What is Machine Learning?
As programmers, we often approach problems in a methodical, logic-based way. We try to determine what our desired outputs should be, and then create the proper rules that will transform our inputs into those outputs.
Machine learning flips the script. We want the program itself to learn the rules that describe our data the best, by finding patterns in what we know and applying those patterns to what we don't know.

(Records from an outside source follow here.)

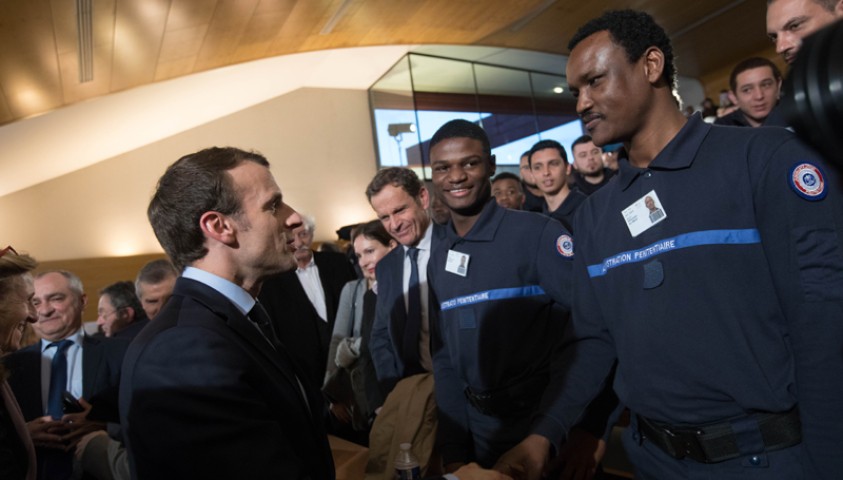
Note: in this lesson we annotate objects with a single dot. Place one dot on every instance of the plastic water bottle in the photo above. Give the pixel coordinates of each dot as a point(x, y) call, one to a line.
point(406, 464)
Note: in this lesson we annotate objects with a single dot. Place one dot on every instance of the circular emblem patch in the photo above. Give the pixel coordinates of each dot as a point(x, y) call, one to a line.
point(565, 246)
point(808, 181)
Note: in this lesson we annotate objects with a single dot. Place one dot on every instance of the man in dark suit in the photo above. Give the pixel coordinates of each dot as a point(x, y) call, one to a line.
point(90, 369)
point(208, 391)
point(400, 342)
point(303, 302)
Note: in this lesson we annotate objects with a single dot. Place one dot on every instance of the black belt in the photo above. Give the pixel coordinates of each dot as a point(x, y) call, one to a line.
point(718, 443)
point(515, 400)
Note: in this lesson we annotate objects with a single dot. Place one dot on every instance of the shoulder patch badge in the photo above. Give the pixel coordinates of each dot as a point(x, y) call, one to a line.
point(565, 246)
point(808, 181)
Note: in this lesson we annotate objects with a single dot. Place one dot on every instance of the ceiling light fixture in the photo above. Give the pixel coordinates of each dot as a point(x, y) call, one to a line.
point(523, 21)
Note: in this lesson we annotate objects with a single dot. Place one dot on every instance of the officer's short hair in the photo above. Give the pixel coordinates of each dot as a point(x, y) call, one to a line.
point(635, 32)
point(749, 64)
point(399, 177)
point(548, 144)
point(461, 129)
point(826, 4)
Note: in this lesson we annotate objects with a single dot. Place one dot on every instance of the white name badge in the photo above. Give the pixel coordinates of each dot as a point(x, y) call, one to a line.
point(457, 263)
point(644, 213)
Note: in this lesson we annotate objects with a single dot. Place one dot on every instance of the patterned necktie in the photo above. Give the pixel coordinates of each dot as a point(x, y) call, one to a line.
point(58, 378)
point(413, 326)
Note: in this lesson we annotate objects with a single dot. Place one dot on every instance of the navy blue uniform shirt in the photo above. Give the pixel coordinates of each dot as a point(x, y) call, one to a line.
point(502, 323)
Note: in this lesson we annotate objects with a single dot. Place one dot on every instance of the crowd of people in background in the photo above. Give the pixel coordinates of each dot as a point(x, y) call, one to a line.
point(681, 275)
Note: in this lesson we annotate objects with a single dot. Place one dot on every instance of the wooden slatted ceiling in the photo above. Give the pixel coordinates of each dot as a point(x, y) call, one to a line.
point(139, 42)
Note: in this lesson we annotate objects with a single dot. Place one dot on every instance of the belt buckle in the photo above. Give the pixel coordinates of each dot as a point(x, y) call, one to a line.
point(686, 444)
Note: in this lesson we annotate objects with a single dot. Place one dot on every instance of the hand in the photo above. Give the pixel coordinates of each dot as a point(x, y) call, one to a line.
point(580, 455)
point(527, 460)
point(472, 471)
point(341, 412)
point(46, 432)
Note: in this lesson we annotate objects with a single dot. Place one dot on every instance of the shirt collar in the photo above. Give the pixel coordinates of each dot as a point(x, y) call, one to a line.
point(239, 297)
point(678, 154)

These algorithms are able to learn. Their performance gets better and better withc each iteration, as it uncovers more hidden trends in the data.
Supervised Learning
Machine learning can be branched out into the following categories:
-Supervised Learning
-Unsupervised Learning
Supervised Learning is where the data is labeled and the program learns to predict the output from the input data. For instance, a supervised learning algorithms for credit card fraud detection would take as input a set of recorded transactions. For each transaction, the program would predict if it is fraudulent or not.
Supervised learning problems can be further grouped into regression and classification problems.
Regression: In regression problems, we are trying to predict a continous-valued output. Examples are:
- What is the housing price in New York?
- What is the value of cryptocurrencies?
Classification: In classification problems, we are trying to predict a discrete-valued output. Examples are:
- Is this picture of a human or a picture of an AI?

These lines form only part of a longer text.